Hey, here's a thread that's got a video on it - I'm not yet sure who the western rider is, but watch his horse - he's behind the vertical! Does the horse look like he's fighting the bit? 

http://www.horseforum.com/english-riding/western-english-32646/newmessage/

There you are! My stupid computer is so slow, I only loaded the first 20 seconds of it, LOL!


----------



## .Delete. (Jan 7, 2008)

Alot of Clinton Andersons ways helped my show horse a ton and really helped me finish him. His bending exercises are fantastic. I lovelove Clinton Andrerson sometimes. But he is a tad over agressive on repeating EVERYTHING. His intructional video on the tie-ring when it came out he must have said "Your horse will die 1 2 3 DIE" atleast 12 times at the least. Some of his methods make me giggle. To each is own


----------



## hotreddun (Jun 27, 2008)

I think his methods are so convulated with marketing tricks and "tv personality" agendas that I can't stand watching him. Which is kind of sad because he either is or was a good trainer probably.


----------



## Calamity Jane (Mar 16, 2009)

Would you rather be bored to tears by a trainer who's got zero personality? 
What's wrong with the guy making a good living at what he does?? Never could understand people begrudging Clinton Anderson and others like him who have found a nitch and made it work for themselves. Welcome to America, dude. Land of the free and home of the infomercial.

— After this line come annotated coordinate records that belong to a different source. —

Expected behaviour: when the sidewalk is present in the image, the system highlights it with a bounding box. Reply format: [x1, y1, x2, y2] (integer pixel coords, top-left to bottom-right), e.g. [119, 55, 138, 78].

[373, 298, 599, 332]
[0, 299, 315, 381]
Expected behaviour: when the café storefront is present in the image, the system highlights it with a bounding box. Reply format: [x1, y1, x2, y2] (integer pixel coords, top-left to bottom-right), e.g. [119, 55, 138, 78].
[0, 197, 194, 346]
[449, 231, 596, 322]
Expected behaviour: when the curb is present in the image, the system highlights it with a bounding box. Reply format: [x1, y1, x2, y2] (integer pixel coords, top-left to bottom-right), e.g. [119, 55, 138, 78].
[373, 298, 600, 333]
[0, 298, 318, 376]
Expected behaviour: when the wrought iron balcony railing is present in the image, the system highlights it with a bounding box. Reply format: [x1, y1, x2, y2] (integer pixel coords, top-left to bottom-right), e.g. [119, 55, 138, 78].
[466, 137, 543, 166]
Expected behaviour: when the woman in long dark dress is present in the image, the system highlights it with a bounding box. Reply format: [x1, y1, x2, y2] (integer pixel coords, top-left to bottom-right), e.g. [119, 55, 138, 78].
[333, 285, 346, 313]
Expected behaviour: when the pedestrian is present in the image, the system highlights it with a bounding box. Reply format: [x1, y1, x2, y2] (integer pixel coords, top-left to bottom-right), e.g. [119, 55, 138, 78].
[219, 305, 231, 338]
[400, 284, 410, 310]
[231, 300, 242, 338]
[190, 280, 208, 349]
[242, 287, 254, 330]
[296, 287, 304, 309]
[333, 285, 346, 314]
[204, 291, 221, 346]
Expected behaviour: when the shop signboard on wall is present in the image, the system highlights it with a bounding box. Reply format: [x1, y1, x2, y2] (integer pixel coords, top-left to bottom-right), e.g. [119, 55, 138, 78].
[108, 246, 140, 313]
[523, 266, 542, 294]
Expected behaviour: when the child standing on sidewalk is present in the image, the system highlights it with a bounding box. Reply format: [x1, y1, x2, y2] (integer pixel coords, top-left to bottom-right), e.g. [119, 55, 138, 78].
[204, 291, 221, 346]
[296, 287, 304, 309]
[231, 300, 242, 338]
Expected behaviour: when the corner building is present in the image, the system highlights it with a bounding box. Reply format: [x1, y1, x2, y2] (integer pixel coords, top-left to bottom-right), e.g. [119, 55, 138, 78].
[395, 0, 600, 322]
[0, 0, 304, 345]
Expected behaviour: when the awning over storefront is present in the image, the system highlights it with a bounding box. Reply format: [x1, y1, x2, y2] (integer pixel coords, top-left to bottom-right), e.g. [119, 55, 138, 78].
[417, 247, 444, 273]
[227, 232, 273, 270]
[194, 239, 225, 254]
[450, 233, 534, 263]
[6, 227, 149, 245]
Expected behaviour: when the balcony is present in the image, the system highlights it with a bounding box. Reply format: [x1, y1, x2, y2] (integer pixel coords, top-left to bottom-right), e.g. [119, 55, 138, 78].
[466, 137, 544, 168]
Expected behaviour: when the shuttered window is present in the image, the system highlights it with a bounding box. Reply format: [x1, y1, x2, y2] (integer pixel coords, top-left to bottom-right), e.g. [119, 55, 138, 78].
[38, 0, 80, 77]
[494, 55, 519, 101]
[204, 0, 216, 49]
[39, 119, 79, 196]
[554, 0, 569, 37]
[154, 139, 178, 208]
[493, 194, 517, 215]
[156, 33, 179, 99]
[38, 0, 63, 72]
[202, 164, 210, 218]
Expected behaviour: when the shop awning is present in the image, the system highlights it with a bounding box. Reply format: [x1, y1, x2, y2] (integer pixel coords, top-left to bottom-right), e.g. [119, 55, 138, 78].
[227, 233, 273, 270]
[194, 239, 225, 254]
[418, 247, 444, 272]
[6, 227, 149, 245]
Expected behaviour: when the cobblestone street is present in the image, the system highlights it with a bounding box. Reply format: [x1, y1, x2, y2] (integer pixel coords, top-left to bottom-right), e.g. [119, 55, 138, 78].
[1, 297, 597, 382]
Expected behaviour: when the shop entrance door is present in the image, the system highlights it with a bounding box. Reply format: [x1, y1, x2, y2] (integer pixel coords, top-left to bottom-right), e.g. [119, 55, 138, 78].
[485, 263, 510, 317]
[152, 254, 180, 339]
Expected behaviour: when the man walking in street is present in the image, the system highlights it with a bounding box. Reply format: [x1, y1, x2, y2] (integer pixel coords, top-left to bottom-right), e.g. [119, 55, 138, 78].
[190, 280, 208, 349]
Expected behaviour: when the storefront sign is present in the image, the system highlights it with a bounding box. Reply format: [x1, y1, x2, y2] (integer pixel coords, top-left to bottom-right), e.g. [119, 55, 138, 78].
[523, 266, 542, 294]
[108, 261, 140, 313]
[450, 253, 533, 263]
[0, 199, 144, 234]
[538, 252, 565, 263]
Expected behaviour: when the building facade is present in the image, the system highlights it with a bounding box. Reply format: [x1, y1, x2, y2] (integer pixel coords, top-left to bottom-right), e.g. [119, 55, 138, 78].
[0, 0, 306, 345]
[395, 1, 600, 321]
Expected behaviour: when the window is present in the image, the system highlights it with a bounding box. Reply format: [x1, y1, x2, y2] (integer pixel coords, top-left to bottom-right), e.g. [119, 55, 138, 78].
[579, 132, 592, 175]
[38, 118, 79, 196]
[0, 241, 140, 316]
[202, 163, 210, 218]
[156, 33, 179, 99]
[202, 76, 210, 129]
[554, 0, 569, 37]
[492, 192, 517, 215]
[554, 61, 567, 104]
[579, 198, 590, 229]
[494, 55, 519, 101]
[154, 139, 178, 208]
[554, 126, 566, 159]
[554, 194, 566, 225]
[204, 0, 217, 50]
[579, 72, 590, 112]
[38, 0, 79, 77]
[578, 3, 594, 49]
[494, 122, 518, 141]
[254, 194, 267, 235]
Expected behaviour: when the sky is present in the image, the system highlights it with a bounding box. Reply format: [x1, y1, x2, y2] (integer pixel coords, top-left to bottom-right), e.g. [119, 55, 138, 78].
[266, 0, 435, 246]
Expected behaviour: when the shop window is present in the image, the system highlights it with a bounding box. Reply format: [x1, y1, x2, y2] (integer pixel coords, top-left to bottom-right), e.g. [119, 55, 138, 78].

CA has got some awesome stuff that works. I use it all the time and get the results I need. he cuts through the crap and gets to the point. Yeah, he can use his goofy stick a bit much, but it's fiberglass and it doesn't hurt. I've hit myself with it and can attest that it's more of a bounce, than a whack. 

If you don't want to spend the $ on his handy stick you can get the exact same thing at half circle ranch.com. You can buy all the rope there then rent his videos from several dvd rental places online. You can rent his stuff for less than $10 a month. 

Funny story....I went to see CA at a demo where there were these two women who were walking out at the intermission. They were miffed. One of them said to the other, "it's the same stuff that he does on tv!"
(um. yeah. things that make you go, "DUH!!")


----------



## kevinshorses (Aug 15, 2009)

I have seen CA and Dennis Reis clinics and I hosted a Ray Hunt clinic. Ray Hunt is the "inventor" of the horse clinic and has forgotten more about horses than most of these other clinicians will learn. Sadly, he died earlier this year. I would try to get the Dennis Reis appreticeship if I were young and unattached but either one would be great for starting a carreer. One of the hardest things for an aspiring trainer to do is get good horses and build a reputation. Being in a program like that gives you a little credibility.
Good luck it's extremely competitive so if you don't make it with one of them keep trying.


----------



## Wallaby (Jul 13, 2008)

I don't know much about CA except for a book that I have, I'm not sure of the name right off the top of my head but it has pretty much every one of his exercises with tons of pictures and information, but from that book I've gained a dislike of him.

It seems like a lot of his methods depend on turning the horse into something that won't do anything without human intervention. Like his exercise where the horse is supposed to go in a straight line at whatever gait you tell them until you tell them to stop. I personally want my horse to think for herself. I want her to be able to choose where she think the safest place is to walk on the trail instead of relying on me to tell her. 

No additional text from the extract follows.